Hard not to be moved by a plea for Myanmar’s military junta to take the suffering of its harried, earthquake-devastated people to heart and end the long-running conflict with ordinary citizens.

Bloomberg columnist Ruth Pollard wrote as follows: “There is precedence for a natural disaster helping to end a long-running conflict. The Acehnese national army — the armed wing of the Free Aceh Movement in Indonesia — demobilized and disbanded a year after the 2004 Indian Ocean earthquake and tsunami destroyed much of the province, ending a 30-year separatist insurgency. Both Cyclone Nargis and the tsunami have provided us with a roadmap, however imperfect. Myanmar and its backers should use it.”

True.

Unfortunately, Myanmar’s uniformed rulers seem less susceptible to emotion than the Acehnese rebels.

Myanmar’s rebels have already demonstrated their soft hearts. Soon after the powerful March 28 earthquake in Myanmar’s central heartlands, rebel groups fighting the junta said they would suspend their efforts. This was in order for rescue initiatives to get underway.

Not so the military.
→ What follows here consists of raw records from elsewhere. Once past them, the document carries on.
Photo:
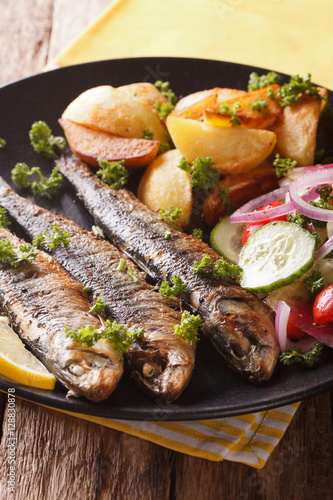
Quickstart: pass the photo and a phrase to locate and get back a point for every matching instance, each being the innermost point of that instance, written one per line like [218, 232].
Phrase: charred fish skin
[238, 323]
[161, 363]
[41, 299]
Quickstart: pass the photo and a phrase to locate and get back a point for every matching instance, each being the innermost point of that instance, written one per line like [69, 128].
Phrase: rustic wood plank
[69, 19]
[25, 27]
[58, 456]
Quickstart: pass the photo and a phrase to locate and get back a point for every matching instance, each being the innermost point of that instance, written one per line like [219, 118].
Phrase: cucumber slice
[276, 255]
[226, 239]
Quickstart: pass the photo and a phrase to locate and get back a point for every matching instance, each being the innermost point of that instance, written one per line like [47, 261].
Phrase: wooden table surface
[59, 457]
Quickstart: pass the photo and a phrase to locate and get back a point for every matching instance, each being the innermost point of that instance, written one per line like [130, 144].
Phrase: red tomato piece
[323, 306]
[250, 227]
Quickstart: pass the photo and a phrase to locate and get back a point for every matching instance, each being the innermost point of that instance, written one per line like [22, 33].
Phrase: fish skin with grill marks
[160, 362]
[41, 298]
[237, 322]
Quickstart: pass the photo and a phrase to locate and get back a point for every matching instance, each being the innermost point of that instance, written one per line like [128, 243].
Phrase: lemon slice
[19, 364]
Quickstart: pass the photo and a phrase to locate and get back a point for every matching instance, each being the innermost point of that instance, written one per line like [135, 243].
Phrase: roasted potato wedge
[249, 117]
[233, 150]
[89, 145]
[241, 189]
[296, 129]
[164, 184]
[115, 111]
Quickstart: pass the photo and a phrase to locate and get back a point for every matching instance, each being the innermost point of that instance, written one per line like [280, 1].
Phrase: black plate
[214, 390]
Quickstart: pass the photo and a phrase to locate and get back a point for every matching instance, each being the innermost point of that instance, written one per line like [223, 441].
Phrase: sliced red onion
[246, 214]
[324, 250]
[308, 180]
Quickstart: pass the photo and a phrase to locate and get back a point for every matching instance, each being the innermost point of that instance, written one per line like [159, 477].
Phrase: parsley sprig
[46, 185]
[188, 328]
[117, 334]
[179, 287]
[112, 172]
[43, 141]
[203, 176]
[52, 240]
[282, 165]
[296, 355]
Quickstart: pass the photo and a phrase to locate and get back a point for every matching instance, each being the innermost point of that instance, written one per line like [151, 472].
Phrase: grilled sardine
[237, 322]
[41, 298]
[160, 362]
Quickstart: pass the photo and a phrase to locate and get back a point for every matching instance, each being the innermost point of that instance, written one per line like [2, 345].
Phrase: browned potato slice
[89, 145]
[242, 188]
[147, 92]
[164, 184]
[250, 118]
[115, 111]
[296, 129]
[233, 150]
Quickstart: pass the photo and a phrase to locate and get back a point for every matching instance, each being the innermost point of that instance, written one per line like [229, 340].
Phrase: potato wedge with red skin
[296, 129]
[89, 145]
[242, 188]
[249, 118]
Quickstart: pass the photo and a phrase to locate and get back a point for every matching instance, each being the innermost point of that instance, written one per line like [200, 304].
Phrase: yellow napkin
[290, 36]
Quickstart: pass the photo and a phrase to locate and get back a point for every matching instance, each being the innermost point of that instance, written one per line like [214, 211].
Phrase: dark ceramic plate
[214, 390]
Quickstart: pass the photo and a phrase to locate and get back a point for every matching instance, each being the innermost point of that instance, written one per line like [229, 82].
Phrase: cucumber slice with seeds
[276, 255]
[226, 239]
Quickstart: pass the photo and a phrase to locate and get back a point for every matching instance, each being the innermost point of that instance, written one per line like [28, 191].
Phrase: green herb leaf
[188, 328]
[113, 173]
[203, 176]
[223, 269]
[296, 355]
[44, 142]
[257, 82]
[53, 240]
[282, 165]
[179, 286]
[117, 334]
[199, 266]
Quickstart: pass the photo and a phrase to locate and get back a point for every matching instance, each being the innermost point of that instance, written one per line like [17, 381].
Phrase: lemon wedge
[19, 364]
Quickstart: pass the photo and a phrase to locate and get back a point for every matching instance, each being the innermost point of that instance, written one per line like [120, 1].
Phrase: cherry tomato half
[323, 306]
[250, 227]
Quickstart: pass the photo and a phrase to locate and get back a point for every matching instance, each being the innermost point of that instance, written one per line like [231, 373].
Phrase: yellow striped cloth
[291, 36]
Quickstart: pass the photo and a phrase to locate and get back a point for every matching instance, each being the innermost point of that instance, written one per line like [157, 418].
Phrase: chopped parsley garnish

It waited nearly five days before announcing a pause in its fightback against the rebels.

Even more sneaky was the army’s use of that fallow period to launch brutal attacks on the rebels.

In fact, according to a report from one of the areas affected by the earthquake, rebel fighters said it suffered air strikes soon after and young people, who wanted to help with relief were afraid the army would attack them.